We moved to The Netherlands on August 31st, 2009. The process went fairly well...everything I went through as a new expat was text book. When I got here it was the excitement of discovery. I had been to The Netherlands before, but now it was for good, and when you plan to spend your life somewhere you look at everything differently. For the first 6 months of our time here, we were lucky enough to have friends that invited us to stay in their home while Jacob found work and I adapted, so for the first month or so, I felt like we were just on another vacation, lots of activities, sight-seeing, looking at everything. After the first month...panic set in, Jacob had had a few job offers, but he wanted to wait for the right offer, I couldn't work, and being a workaholic, this was hard for me. I started to get homesick...really homesick, questioning our choice and hoping we wouldn't regret it later on. Then, depression kicked in. I couldn't see the light at the end of the tunnel. I tried to keep my game face on for my friends who were so generous, but I doubt that it worked. I wanted my own space, our own home, our life back. This was hard on Jacob, I know it was, he was now working...got the perfect job...so he was living life, while I was staying at the house, not daring to go anywhere. I spoke Dutch, but even so, it is so difficult to get out there...you don't know until you become an expat, how hard it is to adapt. Finally Jacob got a year contract with the minimum salary required for me to get my permit to stay in the country (Verblijfsvergunning), and I could go to IND to apply. Luckily everything I had was in order, we prepared my protfolio very well, and I received it within four months (could have been 6 to 12)....cue light at the end of the tunnel. I started working as a free-lance musician, and started feeling more confident. We could now start really looking for a home to call our own. We found a house in January 2010 and moved in in February 2010. This made a huge amount of difference to my adaptation process, and from then on it was a somewhat easier climb up the hill...I was starting to really like it here.
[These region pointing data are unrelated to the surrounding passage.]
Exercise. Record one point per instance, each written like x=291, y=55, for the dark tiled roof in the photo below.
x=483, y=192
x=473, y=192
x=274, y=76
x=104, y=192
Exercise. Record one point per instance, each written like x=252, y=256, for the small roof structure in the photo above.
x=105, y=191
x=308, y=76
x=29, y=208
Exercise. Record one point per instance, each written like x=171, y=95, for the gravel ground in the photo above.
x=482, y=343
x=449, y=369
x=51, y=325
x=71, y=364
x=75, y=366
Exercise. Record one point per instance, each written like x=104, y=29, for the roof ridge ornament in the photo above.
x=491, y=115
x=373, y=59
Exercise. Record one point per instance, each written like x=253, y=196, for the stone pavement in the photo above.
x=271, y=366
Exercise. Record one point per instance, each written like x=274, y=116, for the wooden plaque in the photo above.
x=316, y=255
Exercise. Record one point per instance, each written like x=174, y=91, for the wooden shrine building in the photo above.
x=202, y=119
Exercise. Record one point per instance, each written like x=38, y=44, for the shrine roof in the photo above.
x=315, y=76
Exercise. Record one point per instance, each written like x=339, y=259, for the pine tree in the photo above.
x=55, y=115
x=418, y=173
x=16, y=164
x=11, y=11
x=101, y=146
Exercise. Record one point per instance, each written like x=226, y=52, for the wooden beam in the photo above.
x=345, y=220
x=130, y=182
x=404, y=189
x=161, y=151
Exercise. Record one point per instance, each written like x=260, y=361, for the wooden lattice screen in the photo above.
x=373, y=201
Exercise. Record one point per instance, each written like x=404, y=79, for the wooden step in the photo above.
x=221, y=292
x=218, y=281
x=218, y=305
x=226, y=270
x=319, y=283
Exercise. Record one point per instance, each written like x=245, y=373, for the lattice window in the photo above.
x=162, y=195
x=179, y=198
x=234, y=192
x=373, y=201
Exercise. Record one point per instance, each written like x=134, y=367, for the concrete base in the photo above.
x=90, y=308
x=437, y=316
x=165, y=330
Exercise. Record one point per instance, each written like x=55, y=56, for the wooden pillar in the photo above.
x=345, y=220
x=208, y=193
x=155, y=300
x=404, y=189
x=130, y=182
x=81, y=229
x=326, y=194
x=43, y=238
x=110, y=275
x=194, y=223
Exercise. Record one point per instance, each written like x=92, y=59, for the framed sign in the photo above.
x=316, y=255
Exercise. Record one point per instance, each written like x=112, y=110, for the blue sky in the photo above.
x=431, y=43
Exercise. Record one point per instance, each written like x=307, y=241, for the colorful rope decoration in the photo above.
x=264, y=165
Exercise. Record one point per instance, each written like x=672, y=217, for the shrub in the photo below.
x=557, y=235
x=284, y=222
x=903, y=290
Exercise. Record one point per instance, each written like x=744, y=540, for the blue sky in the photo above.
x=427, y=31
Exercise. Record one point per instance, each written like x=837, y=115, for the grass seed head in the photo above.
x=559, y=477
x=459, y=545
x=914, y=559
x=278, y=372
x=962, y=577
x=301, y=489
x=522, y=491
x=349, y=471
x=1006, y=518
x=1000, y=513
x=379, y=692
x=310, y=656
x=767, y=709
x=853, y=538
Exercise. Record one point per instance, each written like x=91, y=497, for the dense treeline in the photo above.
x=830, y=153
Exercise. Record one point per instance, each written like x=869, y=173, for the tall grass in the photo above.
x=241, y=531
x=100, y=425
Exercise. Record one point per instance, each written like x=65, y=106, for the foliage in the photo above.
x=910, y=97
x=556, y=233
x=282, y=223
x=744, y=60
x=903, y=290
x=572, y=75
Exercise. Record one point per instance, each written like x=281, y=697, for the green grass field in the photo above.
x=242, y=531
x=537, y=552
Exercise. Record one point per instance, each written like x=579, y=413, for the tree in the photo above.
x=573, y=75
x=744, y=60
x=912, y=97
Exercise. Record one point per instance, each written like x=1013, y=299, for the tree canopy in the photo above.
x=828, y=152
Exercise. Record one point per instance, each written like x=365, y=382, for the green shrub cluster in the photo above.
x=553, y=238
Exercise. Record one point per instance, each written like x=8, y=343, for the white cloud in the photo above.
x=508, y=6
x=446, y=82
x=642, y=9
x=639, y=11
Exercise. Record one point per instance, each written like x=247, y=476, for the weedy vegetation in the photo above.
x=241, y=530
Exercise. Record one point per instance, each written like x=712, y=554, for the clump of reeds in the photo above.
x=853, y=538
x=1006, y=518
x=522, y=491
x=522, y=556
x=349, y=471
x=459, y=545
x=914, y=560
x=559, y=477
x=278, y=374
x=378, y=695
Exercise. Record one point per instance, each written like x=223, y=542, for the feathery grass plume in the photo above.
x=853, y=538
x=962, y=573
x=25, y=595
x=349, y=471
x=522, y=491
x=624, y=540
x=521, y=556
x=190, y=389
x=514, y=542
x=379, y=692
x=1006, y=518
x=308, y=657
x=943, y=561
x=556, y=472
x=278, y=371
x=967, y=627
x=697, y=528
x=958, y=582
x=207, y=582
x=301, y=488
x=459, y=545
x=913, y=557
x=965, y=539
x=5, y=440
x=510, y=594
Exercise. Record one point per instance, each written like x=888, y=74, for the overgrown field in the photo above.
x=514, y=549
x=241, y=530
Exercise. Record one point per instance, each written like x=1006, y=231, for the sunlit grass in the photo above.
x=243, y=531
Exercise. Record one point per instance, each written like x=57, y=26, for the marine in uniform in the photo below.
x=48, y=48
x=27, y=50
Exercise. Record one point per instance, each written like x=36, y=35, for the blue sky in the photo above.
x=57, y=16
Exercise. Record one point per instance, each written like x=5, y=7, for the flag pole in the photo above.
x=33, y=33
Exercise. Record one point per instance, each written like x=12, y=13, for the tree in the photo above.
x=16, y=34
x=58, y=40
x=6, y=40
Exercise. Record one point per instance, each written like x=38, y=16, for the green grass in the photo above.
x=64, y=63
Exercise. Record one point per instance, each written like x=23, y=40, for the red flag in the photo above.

In May 2010, I went back to Canada to visit my family. I was pleased to realize that I missed Holland, and living here. I had no desire to go back to Canada to live...happy to visit, but I was happy to be back in my Dutch home!! Phew!! What a relief!!
I am getting more and more work, the fact that this is such a small country makes networking much easier than anywhere else I have been. People talk to each other and if you are good at what you do, then work will come!
I had to take all the work I could get, so I took a contract for the summer (July 10-August 15) in Graz, Austria. I am looking forward to seeing friends and colleagues, but I don't want to leave for 5 weeks. I like being home with Jacob and Cookie. Things you have to do...it is a signed contract, so I guess I have to go. I know, I know, stop whining!